J’appelle de tous mes vœux, à l’échelle nationale, des états généraux du logement pour provoquer un électrochoc. Il faut bien prendre conscience du risque économique, de l’enjeu social, de l’enjeu écologique. Franchement, j’aimerais bien que nos parlementaires se saisissent rapidement de ce dossier pour faire prendre conscience au gouvernement qu’il faut véritablement mettre le paquet pour être au rendez-vous. Le logement, c’est un investissement d’avenir. J’imagine que cela coûtera beaucoup d’argent mais, dès lors, pourquoi ne pas appliquer, devant l’urgence, le principe du « quoi qu’il en coûte » ?

En France, le temps d’attente pour accéder à une habitation à loyer modéré ne cesse de s’allonger. Grand Dijon Habitat est-il touché par cette situation ?

« La demande de logement social est en hausse sur la métropole dijonnaise et nous avons du mal à la satisfaire. Nous avons près de 12 000 demandes de logements à loyer modéré -c’est un record- pour seulement 2 400 attributions.

Le parcours résidentiel est grippé par le coup de frein sur l’accession à la propriété. Du coup, les locataires restent dans leur logement. Le taux de rotation diminue. Nous sommes à 8 %, ce qui est faible au regard des années antérieures où nous étions aux alentours de 10 à 11 %. Nous réfléchissons à la meilleure manière de fluidifier les parcours résidentiels. Par exemple, pourrait-on déroger à la loi Elan, en autorisant une colocation autre que familiale ? Nous réfléchissons également au développement de la cohabitation inter-générationnelle solidaire pour les jeunes de moins de 30 ans. Vous voyez, on essaie d’innover en mettant en œuvre de nouveaux dispositifs pour traverser cette période de troubles ».

Difficile donc de voir l’avenir sereinement ?

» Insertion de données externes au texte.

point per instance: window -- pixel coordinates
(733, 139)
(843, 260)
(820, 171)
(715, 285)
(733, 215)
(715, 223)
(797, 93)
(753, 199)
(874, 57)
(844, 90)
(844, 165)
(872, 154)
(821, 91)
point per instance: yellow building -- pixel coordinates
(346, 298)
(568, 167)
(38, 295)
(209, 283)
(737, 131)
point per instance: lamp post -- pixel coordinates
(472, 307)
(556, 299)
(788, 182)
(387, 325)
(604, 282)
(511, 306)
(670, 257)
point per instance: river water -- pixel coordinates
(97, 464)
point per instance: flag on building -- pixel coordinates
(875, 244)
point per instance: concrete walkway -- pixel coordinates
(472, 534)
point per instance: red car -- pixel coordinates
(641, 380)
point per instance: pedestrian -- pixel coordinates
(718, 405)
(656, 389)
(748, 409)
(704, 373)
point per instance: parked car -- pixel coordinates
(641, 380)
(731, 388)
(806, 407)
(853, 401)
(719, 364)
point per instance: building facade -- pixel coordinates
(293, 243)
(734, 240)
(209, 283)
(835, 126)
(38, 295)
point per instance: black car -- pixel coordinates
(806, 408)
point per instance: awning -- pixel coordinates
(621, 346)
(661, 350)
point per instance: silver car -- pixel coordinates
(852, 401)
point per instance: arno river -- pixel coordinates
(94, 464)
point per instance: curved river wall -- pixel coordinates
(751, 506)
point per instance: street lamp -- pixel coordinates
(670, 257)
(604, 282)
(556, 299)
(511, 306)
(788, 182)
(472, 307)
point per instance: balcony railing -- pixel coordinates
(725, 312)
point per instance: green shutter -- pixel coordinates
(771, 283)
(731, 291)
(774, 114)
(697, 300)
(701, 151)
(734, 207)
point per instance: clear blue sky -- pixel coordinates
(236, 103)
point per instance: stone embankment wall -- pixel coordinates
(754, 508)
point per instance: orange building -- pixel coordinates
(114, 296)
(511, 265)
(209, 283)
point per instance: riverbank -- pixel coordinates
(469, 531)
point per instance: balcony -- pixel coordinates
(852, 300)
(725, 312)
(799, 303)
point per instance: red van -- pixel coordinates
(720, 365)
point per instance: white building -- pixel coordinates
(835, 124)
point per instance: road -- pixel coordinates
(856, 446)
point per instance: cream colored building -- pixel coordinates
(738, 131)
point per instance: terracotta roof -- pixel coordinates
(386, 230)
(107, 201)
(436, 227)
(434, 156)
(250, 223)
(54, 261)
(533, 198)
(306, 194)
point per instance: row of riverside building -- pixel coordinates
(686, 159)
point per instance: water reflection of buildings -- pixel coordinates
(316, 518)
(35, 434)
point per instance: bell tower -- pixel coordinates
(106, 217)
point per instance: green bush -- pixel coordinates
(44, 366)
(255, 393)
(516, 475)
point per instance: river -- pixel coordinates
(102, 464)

« Cela ne nous empêche évidemment pas de réfléchir à des solutions curatives pour les deux prochaines années. On a soumis au président de la métropole, dans le cadre de la convention territoriale pour la transition écologique et la production de logements sociaux, différentes propositions. En 2024-2025, Grand Dijon Habitat devrait pouvoir livrer 140 logements par an. Au-delà, notre visibilité est des plus réduites. Nous sommes confrontés à un phénomène qui n’est pas spécifique à Dijon : c’est la raréfaction foncière. On a eu la chance d’exploiter les anciennes casernes militaires qui ont vu naître de beaux projets. Mais c’était hier…

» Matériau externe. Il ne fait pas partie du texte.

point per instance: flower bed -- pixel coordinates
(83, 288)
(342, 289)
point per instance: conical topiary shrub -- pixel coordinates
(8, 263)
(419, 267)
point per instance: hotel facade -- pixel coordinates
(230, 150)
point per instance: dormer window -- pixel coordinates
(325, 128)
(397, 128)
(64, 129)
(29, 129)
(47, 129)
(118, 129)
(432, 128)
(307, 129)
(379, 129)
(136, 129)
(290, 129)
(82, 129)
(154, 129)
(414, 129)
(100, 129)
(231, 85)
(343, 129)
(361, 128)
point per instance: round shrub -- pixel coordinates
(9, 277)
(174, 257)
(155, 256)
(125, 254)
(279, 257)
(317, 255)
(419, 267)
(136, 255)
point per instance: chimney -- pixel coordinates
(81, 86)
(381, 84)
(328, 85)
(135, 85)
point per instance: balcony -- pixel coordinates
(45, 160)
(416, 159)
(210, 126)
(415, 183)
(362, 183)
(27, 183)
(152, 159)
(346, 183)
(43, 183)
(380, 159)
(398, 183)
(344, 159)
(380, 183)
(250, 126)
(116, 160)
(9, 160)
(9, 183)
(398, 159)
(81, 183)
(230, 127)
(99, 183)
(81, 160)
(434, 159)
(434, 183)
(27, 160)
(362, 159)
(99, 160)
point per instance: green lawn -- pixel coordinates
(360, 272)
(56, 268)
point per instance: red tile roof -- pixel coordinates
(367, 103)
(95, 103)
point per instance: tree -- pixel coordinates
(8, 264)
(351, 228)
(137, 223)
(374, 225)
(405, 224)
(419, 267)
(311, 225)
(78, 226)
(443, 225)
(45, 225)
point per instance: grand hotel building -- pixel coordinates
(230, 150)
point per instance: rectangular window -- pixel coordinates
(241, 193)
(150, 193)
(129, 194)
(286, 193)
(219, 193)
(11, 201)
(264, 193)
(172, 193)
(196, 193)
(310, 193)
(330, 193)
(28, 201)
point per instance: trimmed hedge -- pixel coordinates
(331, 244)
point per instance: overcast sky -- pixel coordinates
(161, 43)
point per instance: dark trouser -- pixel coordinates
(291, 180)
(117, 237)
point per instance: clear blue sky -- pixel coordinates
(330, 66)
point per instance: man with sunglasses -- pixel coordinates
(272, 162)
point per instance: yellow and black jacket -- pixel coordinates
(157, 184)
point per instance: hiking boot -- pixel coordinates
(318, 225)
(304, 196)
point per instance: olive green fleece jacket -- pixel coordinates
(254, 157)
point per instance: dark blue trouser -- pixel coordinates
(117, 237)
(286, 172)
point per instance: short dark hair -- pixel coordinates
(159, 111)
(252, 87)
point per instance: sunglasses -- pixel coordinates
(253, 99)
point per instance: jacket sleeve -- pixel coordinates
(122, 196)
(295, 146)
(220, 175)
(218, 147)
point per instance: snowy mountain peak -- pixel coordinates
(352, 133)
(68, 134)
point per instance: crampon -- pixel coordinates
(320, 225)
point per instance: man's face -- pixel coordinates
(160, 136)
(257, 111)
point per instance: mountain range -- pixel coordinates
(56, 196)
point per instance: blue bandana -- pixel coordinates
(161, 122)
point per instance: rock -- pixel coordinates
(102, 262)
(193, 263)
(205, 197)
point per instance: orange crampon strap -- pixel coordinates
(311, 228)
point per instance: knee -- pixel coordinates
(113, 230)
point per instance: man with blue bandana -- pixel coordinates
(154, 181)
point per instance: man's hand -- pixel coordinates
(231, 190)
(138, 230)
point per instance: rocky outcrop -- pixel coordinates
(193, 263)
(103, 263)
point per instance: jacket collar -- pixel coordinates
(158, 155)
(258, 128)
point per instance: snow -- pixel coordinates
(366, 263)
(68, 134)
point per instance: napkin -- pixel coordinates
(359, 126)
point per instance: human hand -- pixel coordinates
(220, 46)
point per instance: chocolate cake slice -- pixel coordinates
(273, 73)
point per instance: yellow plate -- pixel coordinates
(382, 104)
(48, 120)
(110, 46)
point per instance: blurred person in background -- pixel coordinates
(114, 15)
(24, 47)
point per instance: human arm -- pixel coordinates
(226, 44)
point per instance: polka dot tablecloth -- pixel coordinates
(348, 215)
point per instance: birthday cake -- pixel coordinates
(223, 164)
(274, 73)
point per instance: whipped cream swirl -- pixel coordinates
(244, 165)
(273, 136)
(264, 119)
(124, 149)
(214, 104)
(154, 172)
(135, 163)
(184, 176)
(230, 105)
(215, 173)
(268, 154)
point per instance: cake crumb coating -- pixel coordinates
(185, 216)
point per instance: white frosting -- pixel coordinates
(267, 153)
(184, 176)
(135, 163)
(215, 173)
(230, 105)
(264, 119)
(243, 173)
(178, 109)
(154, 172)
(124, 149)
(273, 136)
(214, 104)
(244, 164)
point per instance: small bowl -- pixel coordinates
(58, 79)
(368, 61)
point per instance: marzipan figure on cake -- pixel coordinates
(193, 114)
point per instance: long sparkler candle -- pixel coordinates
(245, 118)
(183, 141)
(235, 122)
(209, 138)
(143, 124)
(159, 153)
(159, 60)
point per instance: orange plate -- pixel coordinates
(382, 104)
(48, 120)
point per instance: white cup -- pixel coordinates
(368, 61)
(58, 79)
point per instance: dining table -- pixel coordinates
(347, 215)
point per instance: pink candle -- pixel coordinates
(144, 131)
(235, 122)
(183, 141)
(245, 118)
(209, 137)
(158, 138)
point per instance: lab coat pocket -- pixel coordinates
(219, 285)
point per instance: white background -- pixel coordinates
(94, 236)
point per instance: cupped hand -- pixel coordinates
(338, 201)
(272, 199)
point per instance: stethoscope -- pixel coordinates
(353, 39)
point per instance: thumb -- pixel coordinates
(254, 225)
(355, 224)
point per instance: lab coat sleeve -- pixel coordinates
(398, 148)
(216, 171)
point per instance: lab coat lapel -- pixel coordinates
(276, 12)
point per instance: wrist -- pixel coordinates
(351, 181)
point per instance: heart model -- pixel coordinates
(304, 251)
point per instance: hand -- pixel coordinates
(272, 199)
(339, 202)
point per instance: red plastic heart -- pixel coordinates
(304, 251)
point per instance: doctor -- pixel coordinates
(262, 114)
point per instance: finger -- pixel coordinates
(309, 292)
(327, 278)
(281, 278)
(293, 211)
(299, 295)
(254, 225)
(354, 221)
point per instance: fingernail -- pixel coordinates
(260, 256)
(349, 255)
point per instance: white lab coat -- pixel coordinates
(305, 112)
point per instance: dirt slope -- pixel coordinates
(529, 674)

Nous faisons en sorte de coller aux objectifs fixés par notre collectivité de rattachement. Il est important d’évoquer la rénovation du parc existant. Un chiffre pour illustrer une démarche où nous sommes particulièrement exemplaires : 2 250 logements de notre parc ont déjà été éco-réhabilités. A l’horizon 2027, ce sont près de 4 000 logements qui auront été réhabilités. Cela représente quand même 40 % de notre patrimoine.

La classification par étiquette énergétique E-F-G représentait, en 2021, 17 % du parc de Grand Dijon Habitat. Contre 25 % en moyenne nationale. A l’horizon 2026, notre objectif est de supprimer les étiquettes G. Et de limiter les deux autres à 10 % du parc ».